Oil prices rose on Thursday as strong data on US fuel consumption and an expected decline in Russian supplies late in the year offset fears of an imminent recession that could dampen demand.
Brent crude futures rose $1.43, or 1.5 percent, to $95.08 a barrel by 0900 GMT. US crude futures rose $1.15, or 1.3 percent, to $89.26 a barrel.
Prices had risen more than one percent in the previous session, although Brent fell during those trading to its lowest level since February.
Futures have fallen over the past few months, as investors weighed in on economic data that raised fears of a possible recession that could hurt energy demand.
Consumer price inflation in Britain jumped to 10.1 percent in July, the highest level since February 1982, adding to the pressure on households.
Refining additive production in China remained weak in July, as a strict coronavirus shutdown and fuel export controls curbed production.
Crude prices were supported by data from the US Energy Information Administration that showed a decline in US inventories by 7.1 million barrels in the week ending August 12, compared to expectations for a decrease of 275,000 barrels, while exports amounted to five million barrels per day, the highest level ever. .

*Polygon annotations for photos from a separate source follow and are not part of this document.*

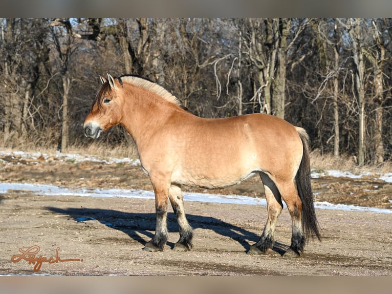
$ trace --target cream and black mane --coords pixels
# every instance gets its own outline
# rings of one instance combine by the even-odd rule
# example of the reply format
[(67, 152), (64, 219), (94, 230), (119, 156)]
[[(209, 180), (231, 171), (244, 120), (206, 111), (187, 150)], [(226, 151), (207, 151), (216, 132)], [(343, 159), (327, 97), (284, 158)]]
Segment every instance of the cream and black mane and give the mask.
[[(187, 111), (188, 110), (177, 97), (161, 86), (147, 78), (135, 75), (123, 75), (118, 78), (115, 77), (114, 78), (117, 79), (122, 87), (123, 86), (124, 83), (131, 84), (136, 87), (140, 87), (155, 93), (169, 102), (179, 106), (183, 109)], [(97, 102), (98, 109), (100, 108), (103, 97), (105, 96), (106, 92), (110, 90), (111, 87), (109, 83), (107, 81), (104, 83), (97, 92), (94, 100), (93, 102), (93, 105)]]

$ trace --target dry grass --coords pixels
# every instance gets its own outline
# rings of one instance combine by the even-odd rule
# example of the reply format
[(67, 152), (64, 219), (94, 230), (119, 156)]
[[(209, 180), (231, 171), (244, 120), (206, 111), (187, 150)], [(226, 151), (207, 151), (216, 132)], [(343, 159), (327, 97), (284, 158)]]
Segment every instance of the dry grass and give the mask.
[(311, 153), (310, 162), (312, 169), (318, 170), (337, 170), (350, 171), (354, 174), (361, 172), (392, 173), (392, 163), (389, 161), (377, 165), (368, 164), (358, 166), (354, 156), (341, 155), (336, 158), (332, 154), (321, 155), (317, 150)]
[[(18, 147), (0, 146), (2, 150), (12, 152), (22, 151), (31, 152), (40, 152), (53, 154), (57, 152), (56, 146), (40, 145), (37, 144), (18, 144)], [(79, 144), (70, 146), (64, 152), (71, 154), (88, 154), (103, 158), (107, 157), (137, 158), (138, 155), (135, 144), (122, 143), (115, 146), (109, 146), (99, 140), (88, 143)], [(336, 158), (331, 154), (320, 155), (317, 150), (310, 154), (311, 166), (316, 170), (338, 170), (359, 173), (361, 172), (374, 173), (392, 173), (392, 163), (390, 161), (378, 165), (366, 165), (358, 166), (353, 156), (341, 156)]]

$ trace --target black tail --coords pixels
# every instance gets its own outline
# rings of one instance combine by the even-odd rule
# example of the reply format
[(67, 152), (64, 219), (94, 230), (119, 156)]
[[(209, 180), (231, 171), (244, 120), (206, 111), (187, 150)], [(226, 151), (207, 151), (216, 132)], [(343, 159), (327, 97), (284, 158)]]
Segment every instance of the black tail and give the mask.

Analysts warn that the European Union’s ban on Russian seaborne crude starting in December and on product imports early next year could cut supplies sharply and raise prices.
But for now, Russia has begun to gradually increase oil production after sanctions-related restrictions and with Asian buyers increasing purchases, prompting Moscow to raise its forecast for production and exports until the end of 2025, an Economy Ministry document seen by Reuters showed.
Russia’s revenue from energy exports is expected to rise by 38 percent this year, partly due to the rise in oil exports, according to the document, indicating that supplies from the country have not been affected as much as markets initially expected.